Rainy Days
Growing up rainy days created mixed feelings within me. Watching the water drip down the window was soothing. I could watch it all day.
When there was thunder, I didn’t like that I could feel every sound within my chest. It would create anxiety. Panic attacks.
As a parent, it was painful to watch that my kids “inherited” this “trait”. Not just one of them. For now, at least four of the kids.
Luckily Utah’s rainy days aren’t too bad but that doesn’t mean my child’s struggles are any less significant.
Rainy days in our home start with panic, crying, begging it to stop, begging to close every blind in the house.

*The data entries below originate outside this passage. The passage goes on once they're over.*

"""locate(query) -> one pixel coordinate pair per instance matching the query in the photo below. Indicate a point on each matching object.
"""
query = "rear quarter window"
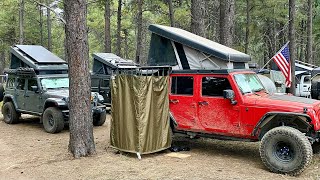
(182, 85)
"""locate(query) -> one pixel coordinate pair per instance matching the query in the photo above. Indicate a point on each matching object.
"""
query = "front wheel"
(10, 115)
(53, 121)
(285, 150)
(99, 119)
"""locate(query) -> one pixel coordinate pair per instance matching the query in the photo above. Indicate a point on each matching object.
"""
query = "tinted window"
(20, 84)
(213, 86)
(182, 85)
(32, 82)
(10, 83)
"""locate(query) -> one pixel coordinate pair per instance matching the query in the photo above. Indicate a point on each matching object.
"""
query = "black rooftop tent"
(185, 50)
(104, 63)
(38, 58)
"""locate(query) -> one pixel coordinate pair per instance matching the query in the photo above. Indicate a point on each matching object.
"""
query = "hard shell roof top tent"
(38, 58)
(105, 63)
(184, 50)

Running and hiding. Running and nowhere to go. Screaming child, hugging, listening to their concern, calming, carrying a child until they feel safe.
After calming him down, Gavin let us open the blinds for the first time. I was amazed at how calm he was as he watched the rain drip down the window for the very first time. A part of me felt pain because of the pain he feels, but a part of me felt calm as I saw his face light up as he looked outside.
It has been a long road with each child, but when they are able to progress in one way or another, it is such a beautiful sight. There is always a rainbow at the of the storm.
The kids are ready for sister. They have been practicing carrying her with Abram. Of course, Abram has no problem being the guinea pig. Hehe.
When you can’t find the rainbow, do what we do. We create our own rainbow, especially when we need it the most. Figuratively and literally speaking.